State AI laws may converge on common patterns through industry pressure for consistency. Multistate compacts, model legislation from organizations like the Uniform Law Commission, and federal preemption pressure may all push states toward more aligned approaches. The 2028 state AI landscape may be substantially more coherent than the 2026 patchwork.

Defense AI scaling

The Replicator initiative and adjacent programs will produce thousands more deployed autonomous systems through 2027-2028. The defense AI ecosystem will continue to grow as a substantial fraction of the broader US AI economy.

Where to go next

For deeper coverage of related topics, the Cybersecurity AI 2026 playbook covers government-relevant cybersecurity in operational depth. The Financial Services AI Playbook 2026 covers regulated-industry parallels. The Multi-Agent Systems 2026 playbook covers the agentic patterns that increasingly drive government AI workflows.

The AI Learning Guides Free Library has the complete set of free deep-dives. Hands-on tool tutorials are 30% off through May 2026 in the AI Learning Guides shop.

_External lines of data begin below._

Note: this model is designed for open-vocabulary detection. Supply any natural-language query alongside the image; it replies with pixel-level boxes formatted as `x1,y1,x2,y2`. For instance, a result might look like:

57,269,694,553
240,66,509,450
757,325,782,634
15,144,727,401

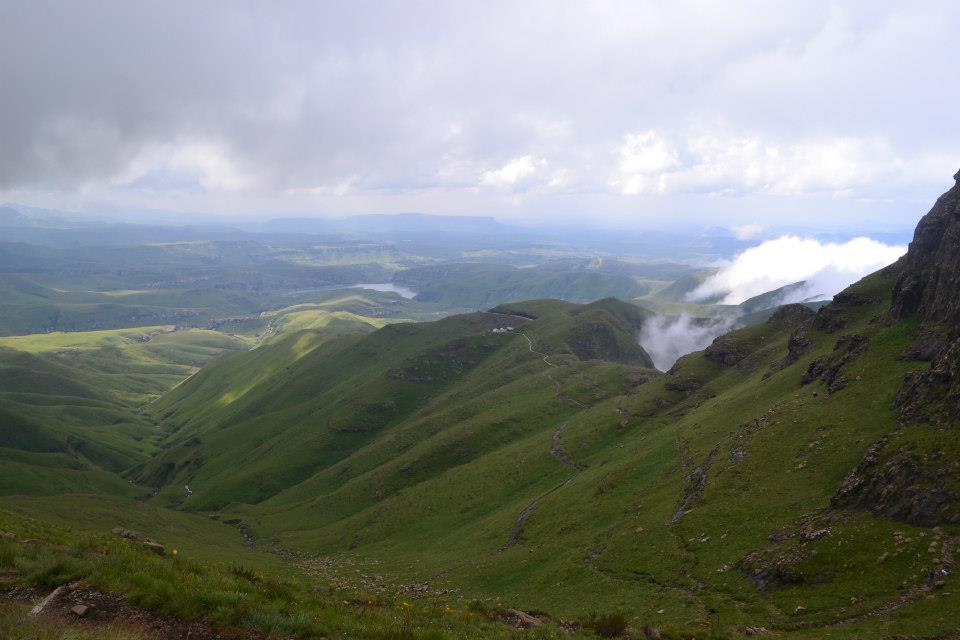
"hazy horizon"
0,2,960,235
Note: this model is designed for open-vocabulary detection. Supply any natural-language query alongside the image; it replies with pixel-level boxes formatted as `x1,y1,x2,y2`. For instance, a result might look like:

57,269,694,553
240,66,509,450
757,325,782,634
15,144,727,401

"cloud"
612,131,952,196
730,224,766,240
688,236,906,304
0,0,960,220
480,156,547,187
613,131,680,195
640,315,735,371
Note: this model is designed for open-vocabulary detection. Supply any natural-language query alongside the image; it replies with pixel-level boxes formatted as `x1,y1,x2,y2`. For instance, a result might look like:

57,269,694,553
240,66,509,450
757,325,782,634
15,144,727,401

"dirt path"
550,420,584,471
518,331,587,409
497,331,586,553
823,537,960,627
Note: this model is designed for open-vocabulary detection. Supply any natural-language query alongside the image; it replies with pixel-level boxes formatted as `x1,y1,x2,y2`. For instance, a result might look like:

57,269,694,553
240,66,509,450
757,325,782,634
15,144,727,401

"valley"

Government AI in 2026 is at the inflection point that commercial AI hit several years earlier — moving from pilot programs to production deployments at scale. The agencies that engage seriously with the regulatory frameworks, procurement processes, and workforce considerations will produce the most operationally significant deployments. The agencies that try to skip the foundational work will produce visible failures that set the entire federal AI program back.